The same principle is seen in the naturalisation of plants through man's agency in foreign lands. It might have been expected that the plants which would succeed in becoming naturalised in any land would generally have been closely allied to the indigenes; for these are commonly looked at as specially created and adapted for their own country. It might also, perhaps, have been expected that naturalised plants would have belonged to a few groups more especially adapted to certain stations in their new homes. But the case is very different; and Alph. de Candolle has well remarked, in his great and admirable work, that floras gain by naturalisation, proportionally with the number of the native genera and species, far more in new genera than in new species. To give a single instance: in the last edition of Dr. Asa Gray's "Manual of the Flora of the Northern United States," 260 naturalised plants are enumerated, and these belong to 162 genera. We thus see that these naturalised plants are of a highly diversified nature. They differ, moreover, to a large extent, from the indigenes, for out of the 162 naturalised genera, no less than 100 genera are not there indigenous, and thus a large proportional addition is made to the genera now living in the United States.
By considering the nature of the plants or animals which have in any country struggled successfully with the indigenes, and have there become naturalised, we may gain some crude idea in what manner some of the natives would have had to be modified in order to gain an advantage over their compatriots; and we may at least infer that diversification of structure, amounting to new generic differences, would be profitable to them.

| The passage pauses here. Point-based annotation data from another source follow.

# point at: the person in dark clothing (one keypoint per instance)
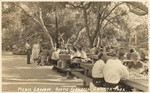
(28, 47)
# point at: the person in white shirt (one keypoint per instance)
(35, 51)
(76, 53)
(55, 57)
(97, 70)
(83, 54)
(114, 71)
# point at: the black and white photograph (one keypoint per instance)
(74, 46)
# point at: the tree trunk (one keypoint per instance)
(46, 31)
(87, 28)
(98, 26)
(56, 28)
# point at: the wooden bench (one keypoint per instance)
(83, 77)
(68, 70)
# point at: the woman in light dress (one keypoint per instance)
(35, 51)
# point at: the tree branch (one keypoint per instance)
(108, 20)
(27, 14)
(111, 11)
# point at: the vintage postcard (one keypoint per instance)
(75, 46)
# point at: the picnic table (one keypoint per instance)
(141, 84)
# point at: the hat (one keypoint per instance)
(135, 56)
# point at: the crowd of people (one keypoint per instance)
(107, 71)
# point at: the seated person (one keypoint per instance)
(44, 55)
(129, 54)
(83, 54)
(97, 71)
(136, 65)
(93, 50)
(55, 56)
(114, 71)
(76, 53)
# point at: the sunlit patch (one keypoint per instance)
(37, 67)
(8, 75)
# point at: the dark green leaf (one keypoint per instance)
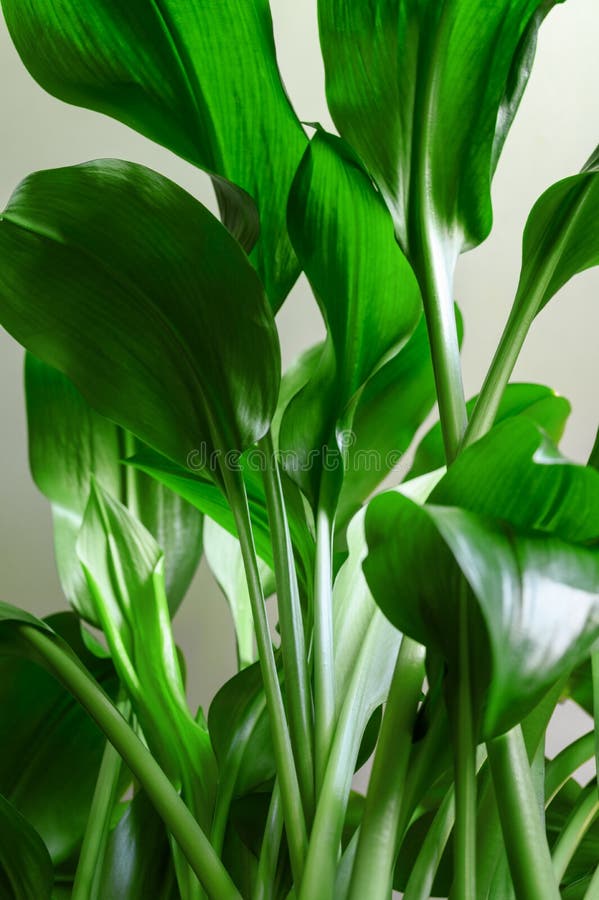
(199, 79)
(199, 490)
(561, 497)
(51, 749)
(426, 92)
(124, 569)
(560, 239)
(25, 865)
(534, 401)
(367, 293)
(533, 599)
(68, 443)
(121, 280)
(138, 862)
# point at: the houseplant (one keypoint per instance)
(158, 417)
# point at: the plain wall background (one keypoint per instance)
(555, 132)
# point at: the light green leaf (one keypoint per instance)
(533, 599)
(534, 401)
(68, 444)
(25, 865)
(201, 80)
(223, 555)
(426, 91)
(121, 280)
(561, 497)
(367, 293)
(124, 569)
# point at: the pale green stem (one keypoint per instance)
(523, 828)
(563, 766)
(95, 840)
(464, 739)
(373, 868)
(580, 820)
(293, 646)
(168, 804)
(285, 762)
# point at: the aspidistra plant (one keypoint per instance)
(432, 628)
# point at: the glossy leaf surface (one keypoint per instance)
(200, 79)
(366, 290)
(124, 569)
(121, 280)
(533, 401)
(68, 444)
(25, 865)
(138, 862)
(426, 92)
(533, 598)
(51, 750)
(560, 238)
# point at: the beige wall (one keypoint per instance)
(556, 131)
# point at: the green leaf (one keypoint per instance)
(68, 444)
(367, 293)
(426, 92)
(124, 569)
(533, 598)
(561, 497)
(533, 401)
(121, 280)
(223, 555)
(201, 81)
(51, 749)
(138, 862)
(198, 489)
(25, 865)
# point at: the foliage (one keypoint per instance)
(432, 628)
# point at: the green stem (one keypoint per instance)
(464, 885)
(373, 869)
(167, 802)
(297, 685)
(324, 662)
(285, 762)
(269, 852)
(93, 849)
(563, 766)
(580, 820)
(523, 829)
(422, 876)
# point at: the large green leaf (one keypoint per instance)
(124, 569)
(25, 865)
(138, 862)
(200, 78)
(121, 280)
(534, 401)
(68, 444)
(533, 598)
(426, 91)
(561, 497)
(50, 748)
(367, 293)
(199, 489)
(560, 238)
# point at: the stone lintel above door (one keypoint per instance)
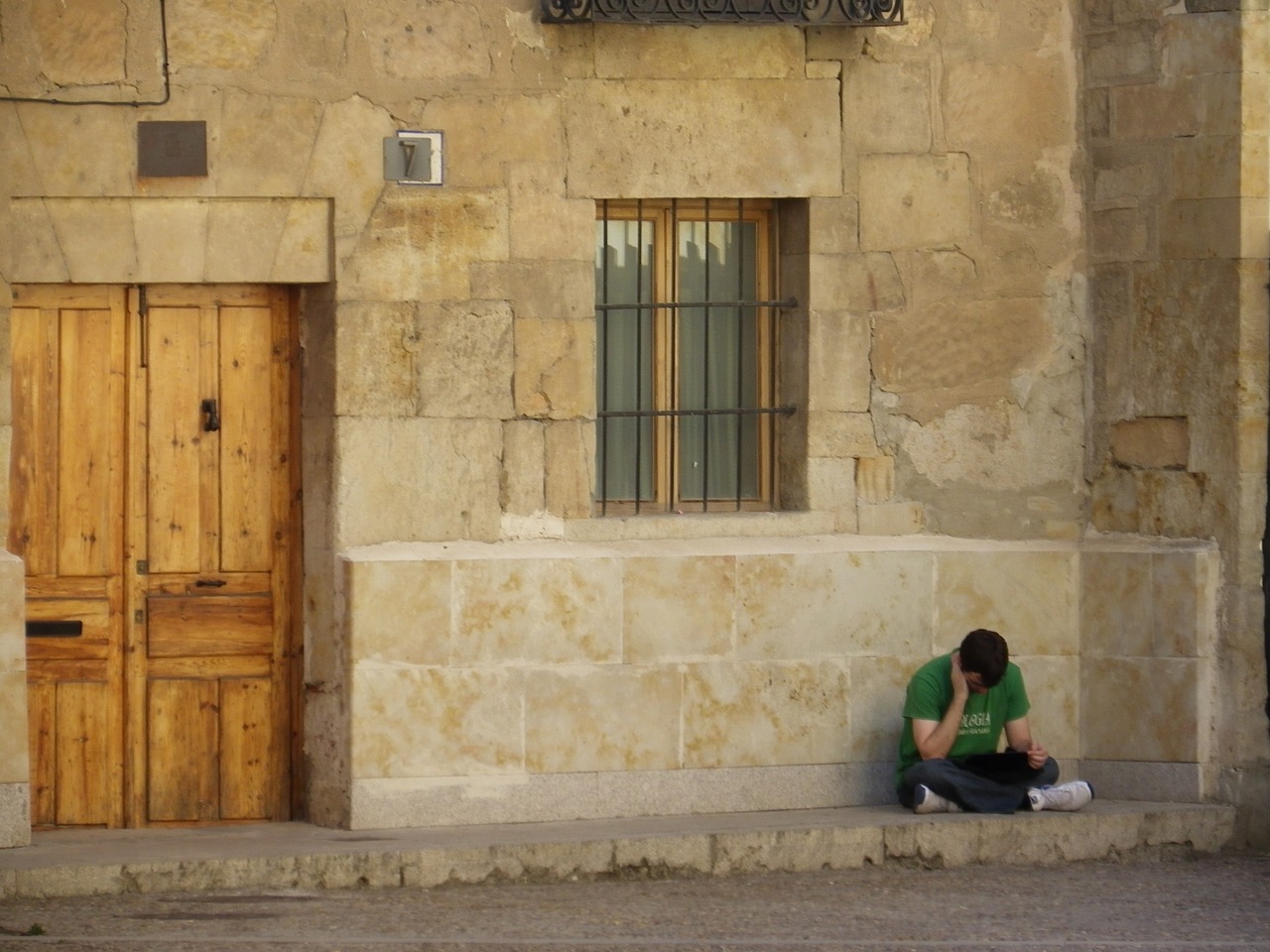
(172, 240)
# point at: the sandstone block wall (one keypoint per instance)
(545, 680)
(1028, 249)
(1179, 240)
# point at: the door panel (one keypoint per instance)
(153, 499)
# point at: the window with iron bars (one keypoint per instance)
(686, 356)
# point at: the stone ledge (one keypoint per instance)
(299, 856)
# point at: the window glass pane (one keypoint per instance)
(625, 372)
(717, 359)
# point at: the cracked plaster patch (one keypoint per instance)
(996, 445)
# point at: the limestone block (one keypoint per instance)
(538, 611)
(1157, 442)
(465, 359)
(420, 245)
(826, 604)
(1184, 587)
(1008, 109)
(172, 239)
(80, 44)
(875, 479)
(832, 226)
(96, 157)
(765, 712)
(1123, 55)
(1199, 45)
(399, 612)
(240, 241)
(79, 225)
(1055, 690)
(620, 135)
(892, 518)
(416, 479)
(1035, 200)
(432, 40)
(544, 223)
(1167, 109)
(1143, 708)
(1030, 597)
(14, 766)
(837, 434)
(913, 200)
(524, 489)
(14, 820)
(264, 144)
(430, 722)
(304, 254)
(345, 163)
(37, 258)
(229, 35)
(949, 354)
(838, 375)
(724, 51)
(679, 608)
(888, 105)
(1123, 234)
(1116, 604)
(876, 701)
(938, 276)
(866, 282)
(1138, 171)
(1170, 348)
(1206, 227)
(489, 135)
(571, 467)
(554, 368)
(1209, 167)
(540, 289)
(373, 358)
(616, 717)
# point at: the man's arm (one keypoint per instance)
(1019, 738)
(935, 739)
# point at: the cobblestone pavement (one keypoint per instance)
(1207, 904)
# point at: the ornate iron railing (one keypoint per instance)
(808, 13)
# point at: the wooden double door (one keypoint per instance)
(154, 502)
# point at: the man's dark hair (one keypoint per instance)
(984, 653)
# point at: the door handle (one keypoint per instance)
(213, 419)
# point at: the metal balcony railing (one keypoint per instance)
(807, 13)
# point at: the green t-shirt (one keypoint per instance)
(930, 692)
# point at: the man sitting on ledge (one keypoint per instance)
(955, 710)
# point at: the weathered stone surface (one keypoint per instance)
(913, 200)
(222, 33)
(1159, 442)
(763, 712)
(441, 476)
(712, 130)
(463, 359)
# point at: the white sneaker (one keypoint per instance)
(928, 801)
(1066, 796)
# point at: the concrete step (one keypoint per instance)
(302, 856)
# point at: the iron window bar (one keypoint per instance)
(811, 13)
(708, 311)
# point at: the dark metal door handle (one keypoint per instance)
(213, 420)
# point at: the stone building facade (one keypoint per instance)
(1021, 252)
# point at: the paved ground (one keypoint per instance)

The advantage of diversification of structure in the inhabitants of the same region is, in fact, the same as that of the physiological division of labour in the organs of the same individual body—a subject so well elucidated by Milne Edwards. No physiologist doubts that a stomach by being adapted to digest vegetable matter alone, or flesh alone, draws most nutriment from these substances. So in the general economy of any land, the more widely and perfectly the animals and plants are diversified for different habits of life, so will a greater number of individuals be capable of there supporting themselves. A set of animals, with their organisation but little diversified, could hardly compete with a set more perfectly diversified in structure. It may be doubted, for instance, whether the Australian marsupials, which are divided into groups differing but little from each other, and feebly representing, as Mr. Waterhouse and others have remarked, our carnivorous, ruminant, and rodent mammals, could successfully compete with these well-developed orders. In the Australian mammals, we see the process of diversification in an early and incomplete stage of development.